In the normal course of business, we may be confronted with issues or events that may result in contingent liability. These generally relate to lawsuits, claims, environmental actions, or the actions of various regulatory agencies. We consult with counsel and other appropriate experts to assess the claim. If, in our opinion, we have incurred a probable loss as set forth by U.S. GAAP, an estimate is made of the loss and the appropriate accounting entries are reflected in our financial statements.

Critical accounting policies and estimates

Management’s discussion and analysis of our financial condition and results of operations are based upon our condensed consolidated financial statements included elsewhere in this 10-Q Report, which has been prepared in accordance with U.S. GAAP. We make estimates and assumptions that affect the reported amounts on our condensed consolidated financial statements and accompanying notes as of the date of the condensed consolidated financial statements. The critical accounting policies and estimates used are disclosed in Item 7 – Critical–Critical accounting policies and estimates in our 2022 10-K Report.

Item 3. Quantitative and qualitative disclosures about market risk

As a “smaller reporting company,” as defined by Rule 12b-2 of the Securities Exchange Act of 1934, as amended (the “Exchange Act”), and pursuant to Instruction 6 to Item 201(e) of Regulation S-K, we are not required to provide this information.

Item 4. Controls and procedures

Management’s evaluation of disclosure controls and procedures

Disclosure Controls and Procedures

Disclosure controls and procedures are designed to ensure that information required to be disclosed in the reports filed or submitted under the Securities Exchange Act of 1934, as amended (the “Exchange Act”), is recorded, processed, summarized and reported, within the time period specified in the SEC’s rules and forms and is accumulated and communicated to our management, including our principal executive officer and principal financial officer, as appropriate, in order to allow timely decisions regarding required disclosure.

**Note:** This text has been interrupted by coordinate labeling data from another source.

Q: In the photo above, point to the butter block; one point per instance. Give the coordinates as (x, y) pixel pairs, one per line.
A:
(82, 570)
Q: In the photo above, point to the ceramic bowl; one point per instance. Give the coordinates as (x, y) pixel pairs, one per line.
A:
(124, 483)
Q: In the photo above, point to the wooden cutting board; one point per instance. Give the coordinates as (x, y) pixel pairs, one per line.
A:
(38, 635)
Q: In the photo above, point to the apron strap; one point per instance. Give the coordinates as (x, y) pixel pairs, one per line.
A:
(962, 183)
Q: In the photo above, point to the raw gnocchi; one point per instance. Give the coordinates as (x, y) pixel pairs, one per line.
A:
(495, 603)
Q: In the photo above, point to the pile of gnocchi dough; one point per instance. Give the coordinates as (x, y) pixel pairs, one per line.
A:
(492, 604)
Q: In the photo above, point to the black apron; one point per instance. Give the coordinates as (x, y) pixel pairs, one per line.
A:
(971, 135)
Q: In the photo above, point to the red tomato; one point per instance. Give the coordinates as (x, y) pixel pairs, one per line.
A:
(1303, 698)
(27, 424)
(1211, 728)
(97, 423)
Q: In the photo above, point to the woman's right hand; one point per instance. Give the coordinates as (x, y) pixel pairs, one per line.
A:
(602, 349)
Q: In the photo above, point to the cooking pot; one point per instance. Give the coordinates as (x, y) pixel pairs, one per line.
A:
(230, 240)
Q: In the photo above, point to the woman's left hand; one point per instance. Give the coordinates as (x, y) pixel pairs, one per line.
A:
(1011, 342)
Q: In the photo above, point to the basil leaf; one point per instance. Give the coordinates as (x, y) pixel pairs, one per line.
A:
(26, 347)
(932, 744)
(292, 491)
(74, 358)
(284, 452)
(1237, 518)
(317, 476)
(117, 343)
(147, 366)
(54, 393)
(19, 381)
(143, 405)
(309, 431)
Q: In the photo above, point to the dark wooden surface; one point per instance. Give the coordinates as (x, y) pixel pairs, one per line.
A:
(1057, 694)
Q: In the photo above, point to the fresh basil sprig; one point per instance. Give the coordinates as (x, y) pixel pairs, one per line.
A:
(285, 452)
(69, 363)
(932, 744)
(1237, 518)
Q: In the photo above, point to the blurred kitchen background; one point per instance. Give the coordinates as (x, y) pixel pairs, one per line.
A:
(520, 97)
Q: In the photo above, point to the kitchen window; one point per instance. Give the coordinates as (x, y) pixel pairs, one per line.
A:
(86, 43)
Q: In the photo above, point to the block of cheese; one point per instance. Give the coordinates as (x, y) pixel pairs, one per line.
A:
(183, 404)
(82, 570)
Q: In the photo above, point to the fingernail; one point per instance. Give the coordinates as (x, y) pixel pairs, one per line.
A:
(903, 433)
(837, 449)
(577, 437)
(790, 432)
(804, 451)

Evaluation of Disclosure Controls and Procedures

Our Chief Executive Officer evaluated the effectiveness of our disclosure controls and procedures (as defined in Rules 13a-15(e) and 15d-15(e) under the Exchange Act) as of the end of the period covered by this 10-Q Report. Based on that evaluation, our Chief Executive Officer concluded that our disclosure controls and procedures as of the end of the period covered by this 10-Q Report were effective in providing reasonable assurance that information required to be disclosed by us in reports that we file or submit under the Exchange Act is (i) recorded, processed, summarized and reported within the time periods specified in the SEC’s rules and forms and (ii) accumulated and communicated to our management, including our Chief Executive Officer and Principal Financial Officer, as appropriate, to allow timely decisions regarding required disclosure.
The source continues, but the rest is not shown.